For numbers, dates, and times, Min and Max are the smallest and largest values, as you'd expect. For text columns the comparison is lexicographic (dictionary order by character code), not by length or meaning:

  • It compares character by character, left to right.
  • It is case-sensitive, and uppercase letters come before lowercase ones, so "Zebra" sorts before "apple".
  • Digits compare by their character, not their numeric value, so as text "10" sorts before "9" (the character 1 comes before 9). Numbers stored as text do not sort numerically.

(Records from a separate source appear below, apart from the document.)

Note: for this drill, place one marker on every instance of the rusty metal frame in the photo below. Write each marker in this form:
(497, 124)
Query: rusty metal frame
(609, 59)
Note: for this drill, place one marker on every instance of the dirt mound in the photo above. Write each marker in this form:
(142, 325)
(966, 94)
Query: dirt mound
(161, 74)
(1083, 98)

This matches DuckDB's default string ordering (a plain byte / code-point comparison with no locale collation), since the figures come from DuckDB's SUMMARIZE. If a column should sort numerically or by date, give it a numeric or date type (Octa's date inference and the SQL view's CAST can help) rather than leaving it as text.

Choosing which statistics show

Settings -> Summary has a checkbox per statistic. Turn off the ones you don't need and the Summary tab drops those columns; column_name and type are always present. The core figures come from a single DuckDB SUMMARIZE pass, plus derived null counts and an exact distinct-value count (COUNT(DISTINCT ...), so unique_count never exceeds the row count). Switching on sum or the text-length statistics adds one extra aggregate pass, and the mode statistics add one small pass per column, so a minimal Summary stays a single query.

Number formatting

Numeric statistics are stored as real numbers, not text, so they follow the same display settings as the main table and right-align like numbers. When thousand separators are switched on (Settings -> Display), figures like sum, total_rows, and the counts are grouped (1,234,567), and the chosen English / European style sets the grouping and decimal marks. A numeric column's min / max / mode group too; a text column's stay verbatim, as do the column name and type. Because the values stay numeric underneath, saving or exporting the Summary keeps clean numbers (no separators baked in).

Working with the result

The Summary tab is an ordinary table tab: you can sort it, filter it, copy cells, and export it via File -> Save As. It is a detached snapshot with no source path, so it can never overwrite the original file. Re-run Analyse -> Summary... after further edits to get a fresh snapshot.

For a deeper look at a single column, use Value Frequency instead.